McCain: Uh, Sunni? Er, Shi’ite?

John McCain, running for US president on his security credentials, showed in Amman on Tuesday that he does not attention to the difference between Shi’a and Sunni extremists in Iraq. This isn’t flunking Iraq 101, it’s flunking the entrance quiz to get into the course.

Earlier, the three candidates for president sent their proxy fighters to meet with Jewish leaders. McCain’s man, former secretary of state Lawrence Eagleburger, said that his candidate

will not talk with the Syrians, will not talk with the Iranians, will not talk with Hamas and Hezbollah. . .

This was supposed to reassure the Jews. Heaven knows why. Eagleburger was promising that McCain would enter geopolitics after giving up in advance on an essential tool – like a boxer with one arm tied to his side.

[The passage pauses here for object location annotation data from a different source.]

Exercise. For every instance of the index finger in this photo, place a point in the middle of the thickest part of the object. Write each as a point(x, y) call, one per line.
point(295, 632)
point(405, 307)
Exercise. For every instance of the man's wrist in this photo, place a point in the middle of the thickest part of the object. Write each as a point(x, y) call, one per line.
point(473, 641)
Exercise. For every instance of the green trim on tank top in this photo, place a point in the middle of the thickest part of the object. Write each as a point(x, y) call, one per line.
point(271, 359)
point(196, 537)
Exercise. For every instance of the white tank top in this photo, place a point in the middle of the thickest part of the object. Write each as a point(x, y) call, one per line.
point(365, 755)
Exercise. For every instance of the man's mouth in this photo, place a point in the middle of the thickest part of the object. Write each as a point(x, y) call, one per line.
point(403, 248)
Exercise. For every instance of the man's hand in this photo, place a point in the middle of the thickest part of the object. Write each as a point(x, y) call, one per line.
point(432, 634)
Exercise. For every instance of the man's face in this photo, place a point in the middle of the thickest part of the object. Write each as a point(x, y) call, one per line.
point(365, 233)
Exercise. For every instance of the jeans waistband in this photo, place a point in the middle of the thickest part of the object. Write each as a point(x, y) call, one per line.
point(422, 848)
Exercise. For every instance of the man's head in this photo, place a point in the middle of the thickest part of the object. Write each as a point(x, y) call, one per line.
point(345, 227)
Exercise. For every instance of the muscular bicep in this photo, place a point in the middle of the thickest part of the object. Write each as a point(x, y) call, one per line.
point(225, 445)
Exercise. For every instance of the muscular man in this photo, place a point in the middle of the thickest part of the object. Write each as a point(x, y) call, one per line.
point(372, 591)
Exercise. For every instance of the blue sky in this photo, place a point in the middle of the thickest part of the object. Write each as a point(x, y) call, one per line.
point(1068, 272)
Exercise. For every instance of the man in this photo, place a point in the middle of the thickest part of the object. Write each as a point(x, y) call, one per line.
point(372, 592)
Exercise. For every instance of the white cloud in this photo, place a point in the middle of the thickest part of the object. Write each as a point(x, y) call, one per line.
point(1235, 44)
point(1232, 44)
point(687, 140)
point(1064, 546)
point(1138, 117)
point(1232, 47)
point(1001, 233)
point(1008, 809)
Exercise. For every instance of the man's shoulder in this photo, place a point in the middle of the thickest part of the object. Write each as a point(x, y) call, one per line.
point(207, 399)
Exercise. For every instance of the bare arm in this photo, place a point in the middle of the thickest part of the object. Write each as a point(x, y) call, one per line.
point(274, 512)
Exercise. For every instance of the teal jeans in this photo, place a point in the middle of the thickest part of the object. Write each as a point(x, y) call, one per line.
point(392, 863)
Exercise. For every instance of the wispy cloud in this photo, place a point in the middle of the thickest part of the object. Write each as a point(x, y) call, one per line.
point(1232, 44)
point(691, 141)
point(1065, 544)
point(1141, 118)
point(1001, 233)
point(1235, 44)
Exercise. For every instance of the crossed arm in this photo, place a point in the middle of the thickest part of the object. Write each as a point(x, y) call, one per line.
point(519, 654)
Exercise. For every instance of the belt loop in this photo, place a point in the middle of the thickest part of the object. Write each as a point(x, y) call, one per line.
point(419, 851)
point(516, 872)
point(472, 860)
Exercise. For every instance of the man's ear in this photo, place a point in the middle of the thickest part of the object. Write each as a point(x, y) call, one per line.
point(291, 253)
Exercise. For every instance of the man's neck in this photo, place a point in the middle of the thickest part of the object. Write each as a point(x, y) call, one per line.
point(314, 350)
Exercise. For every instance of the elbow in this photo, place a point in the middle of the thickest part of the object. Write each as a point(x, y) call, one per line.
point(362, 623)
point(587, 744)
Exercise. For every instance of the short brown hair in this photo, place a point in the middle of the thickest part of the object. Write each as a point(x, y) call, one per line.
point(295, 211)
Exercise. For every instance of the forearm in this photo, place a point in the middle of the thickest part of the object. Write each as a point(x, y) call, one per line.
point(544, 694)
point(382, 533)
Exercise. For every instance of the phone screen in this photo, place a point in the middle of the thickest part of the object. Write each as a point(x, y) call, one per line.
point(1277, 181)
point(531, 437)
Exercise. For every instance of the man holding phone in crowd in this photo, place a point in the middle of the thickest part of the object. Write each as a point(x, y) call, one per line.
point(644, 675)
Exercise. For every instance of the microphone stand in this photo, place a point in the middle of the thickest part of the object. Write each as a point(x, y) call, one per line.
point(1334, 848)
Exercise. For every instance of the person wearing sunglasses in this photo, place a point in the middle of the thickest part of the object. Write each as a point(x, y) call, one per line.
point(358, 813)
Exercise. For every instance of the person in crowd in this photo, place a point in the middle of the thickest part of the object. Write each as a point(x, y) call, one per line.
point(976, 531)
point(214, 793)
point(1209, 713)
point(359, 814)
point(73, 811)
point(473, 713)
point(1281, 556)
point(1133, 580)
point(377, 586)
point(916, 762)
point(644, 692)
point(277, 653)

As so often happens, an American candidate was demonstrating that he was “pro-Israel” by promising to be more hawkish and less pragmatic than mainstream Israel experts. Shlomo Brom, ex-head of the Strategic Planning Division of Israel’s General Staff, has told me that the US should be ready to conduct direct talks with Teheran. “You have to use all the tools, and one tool is diplomatic engagement…. There are enough threats. I believe in using both the carrot and the stick.”

Ephraim Halevy, ex-head of the Mossad, says both the US and Israel should talk with Hamas, as Laura Rozen reports here. Former foreign minister Shlomo Ben-Ami says that dialogue with Hamas is needed to reach a ceasefire in Gaza. None of these men are radical, or naive. But they do not have to seek votes from Americans eager to fight to the last Israeli.

Update: I’ve been reminded that the inability to distinguish between Shi’ites and Sunnis is pretty common among people making US Mideast policy. See this 2006 NY Times oped.